Why Some Shoppers Are Upset About Aldi Australia's Self-Checkouts

In Australia, some Aldi's customers have responded poorly to the grocery chain's decision to introduce express self-checkouts. Initially, when the company decided in the beginning of June to give the machines a trial run, they told 9 News that "anecdotal feedback from the first day of the trial was overwhelmingly positive with more than half of our customers opting to use the new self-checkouts." Much of the praise, they said, came particularly from shoppers who only popped into Aldi for a handful of items.

However, as Yahoo! News Australia reports, the introduction of these machines has also spawned some complaints.
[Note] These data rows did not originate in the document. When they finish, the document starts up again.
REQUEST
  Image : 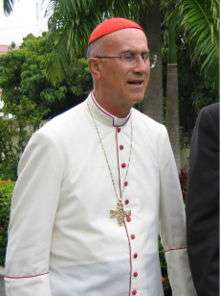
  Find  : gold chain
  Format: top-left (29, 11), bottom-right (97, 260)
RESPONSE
top-left (87, 102), bottom-right (133, 225)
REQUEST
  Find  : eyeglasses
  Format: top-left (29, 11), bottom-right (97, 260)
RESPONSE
top-left (95, 51), bottom-right (157, 68)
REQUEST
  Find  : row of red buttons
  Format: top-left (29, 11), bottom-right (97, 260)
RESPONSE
top-left (117, 127), bottom-right (138, 295)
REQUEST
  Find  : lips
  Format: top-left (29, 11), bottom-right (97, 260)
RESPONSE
top-left (128, 80), bottom-right (144, 86)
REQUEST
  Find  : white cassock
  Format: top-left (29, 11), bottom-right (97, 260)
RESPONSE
top-left (5, 95), bottom-right (195, 296)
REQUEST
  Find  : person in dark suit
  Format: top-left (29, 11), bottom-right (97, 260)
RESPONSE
top-left (186, 103), bottom-right (219, 296)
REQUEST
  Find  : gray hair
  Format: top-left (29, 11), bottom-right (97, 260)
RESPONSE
top-left (86, 39), bottom-right (104, 58)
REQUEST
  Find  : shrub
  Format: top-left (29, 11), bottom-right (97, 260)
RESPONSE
top-left (0, 180), bottom-right (14, 265)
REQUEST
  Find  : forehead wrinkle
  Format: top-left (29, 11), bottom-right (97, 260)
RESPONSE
top-left (101, 28), bottom-right (149, 52)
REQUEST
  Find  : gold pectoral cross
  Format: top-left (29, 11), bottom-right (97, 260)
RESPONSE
top-left (110, 199), bottom-right (131, 226)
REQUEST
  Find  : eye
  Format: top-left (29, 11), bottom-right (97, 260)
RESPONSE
top-left (141, 52), bottom-right (150, 61)
top-left (121, 51), bottom-right (135, 62)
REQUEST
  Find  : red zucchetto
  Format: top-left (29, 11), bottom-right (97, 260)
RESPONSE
top-left (88, 17), bottom-right (144, 44)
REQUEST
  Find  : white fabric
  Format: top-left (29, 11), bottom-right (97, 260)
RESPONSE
top-left (6, 96), bottom-right (195, 296)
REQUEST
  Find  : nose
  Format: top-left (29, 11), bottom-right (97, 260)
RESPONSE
top-left (134, 55), bottom-right (150, 73)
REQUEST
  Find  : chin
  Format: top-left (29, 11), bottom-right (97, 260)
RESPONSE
top-left (131, 94), bottom-right (144, 104)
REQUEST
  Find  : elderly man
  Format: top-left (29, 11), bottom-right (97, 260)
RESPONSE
top-left (5, 18), bottom-right (194, 296)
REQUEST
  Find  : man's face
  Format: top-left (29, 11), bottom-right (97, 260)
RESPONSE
top-left (92, 29), bottom-right (150, 114)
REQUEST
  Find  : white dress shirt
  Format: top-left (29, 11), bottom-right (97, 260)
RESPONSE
top-left (5, 95), bottom-right (195, 296)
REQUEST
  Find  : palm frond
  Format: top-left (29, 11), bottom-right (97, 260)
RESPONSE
top-left (3, 0), bottom-right (15, 15)
top-left (178, 0), bottom-right (219, 88)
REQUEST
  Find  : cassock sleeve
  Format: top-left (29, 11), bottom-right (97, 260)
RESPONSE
top-left (159, 128), bottom-right (196, 296)
top-left (5, 131), bottom-right (63, 296)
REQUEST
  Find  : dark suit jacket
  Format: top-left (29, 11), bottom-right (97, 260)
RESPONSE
top-left (186, 103), bottom-right (219, 296)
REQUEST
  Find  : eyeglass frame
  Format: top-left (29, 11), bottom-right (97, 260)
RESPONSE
top-left (94, 51), bottom-right (157, 68)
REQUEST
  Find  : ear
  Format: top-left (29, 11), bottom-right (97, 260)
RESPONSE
top-left (88, 58), bottom-right (101, 80)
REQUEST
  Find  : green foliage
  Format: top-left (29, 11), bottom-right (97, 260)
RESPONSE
top-left (176, 0), bottom-right (219, 91)
top-left (0, 180), bottom-right (14, 265)
top-left (0, 118), bottom-right (19, 180)
top-left (0, 33), bottom-right (92, 179)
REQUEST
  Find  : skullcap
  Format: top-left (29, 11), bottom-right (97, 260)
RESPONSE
top-left (88, 17), bottom-right (144, 44)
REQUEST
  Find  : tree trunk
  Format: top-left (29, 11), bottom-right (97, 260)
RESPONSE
top-left (142, 0), bottom-right (163, 122)
top-left (166, 63), bottom-right (181, 172)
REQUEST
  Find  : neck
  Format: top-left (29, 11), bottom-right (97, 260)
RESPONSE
top-left (93, 90), bottom-right (131, 118)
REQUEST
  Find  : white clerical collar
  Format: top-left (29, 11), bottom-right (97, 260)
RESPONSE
top-left (88, 92), bottom-right (131, 127)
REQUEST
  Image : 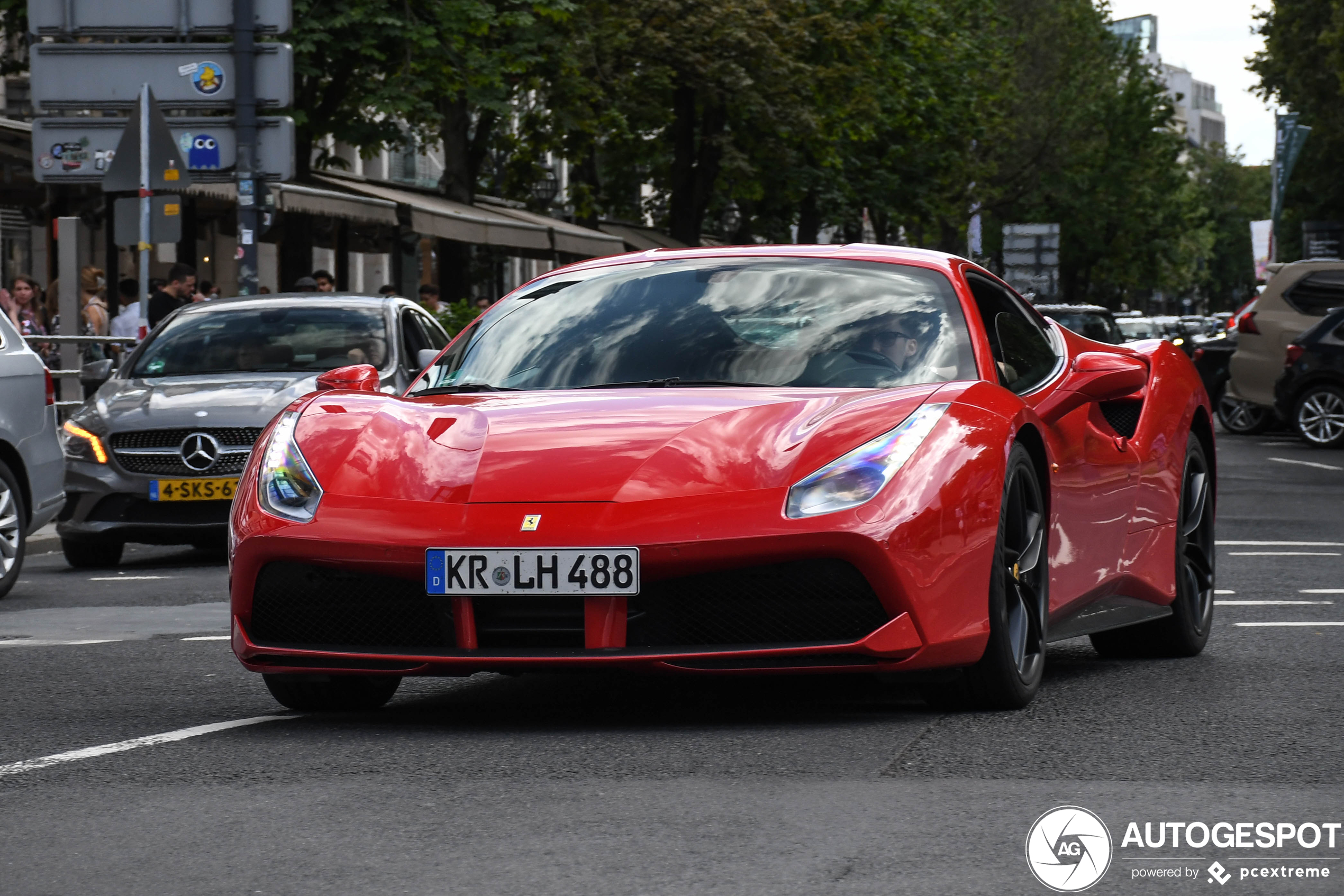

The main focus seems to be that, in addition to importing most of the goods they sell, Aldi will now deprive local Australians of jobs. Others took issue with the fact that some items from the Aldi Special Buys section, like a TV, proved difficult to scan on the machine. 

Aldi responded to these worries by saying that, in the new system, employees will still be needed to ensure the smooth operation of self-checkouts. Furthermore, they would be freed up now to help customers more than they would have if they were tied to the cash register.

Also, it should be noted, that positive reception for this new checkout option was still given by customers that appreciated they could now have more options to speed through what would often be a long wait at the popular store.

Aldi at first was hesitant about installing express checkouts

The biggest surprise about this development may be that Aldi had previously declined to implement a self-service option, and in fact stated that their traditional checkout system was better.

In 2016, a spokesperson for Aldi informed The Sydney Morning Herald that "Aldi's checkouts operate with industry-leading efficiency." So, they would not need to resort to such technology. When the chain did begin teasing the idea of express checkout lanes at the beginning of June, Robert Eichfeld, store operations director at Aldi Australia, told 9 News that the hesitancy in investing in the technology early on ensured that the final decision to do so would be done in a way that would not harm their low-cost model. This actually makes some sense. Investing in technology is expensive and Aldi functions by trimming away expenses that are then passed on to the consumer in budget-conscious deals.

However, the other possible reason for the switch can be found in a piece The Conversation published on self-service checkouts in general. Namely, they said, public opinion is heading more towards wanting express checkouts. "Shoppers also gain value from taking control of the transaction — being able to ring up their own goods and pack them the way they want," the article notes. "A sense of control over their own shopping can lead to greater customer satisfaction and intent to use and re-use self-serve technology." 

So, despite the complaints aired, Aldi may have little choice but to allow customers to ring themselves up. But hopefully they'll manage a happy balance of installing the machines and retaining cashiers to keep jobs and to appeal to customers that want the human interaction.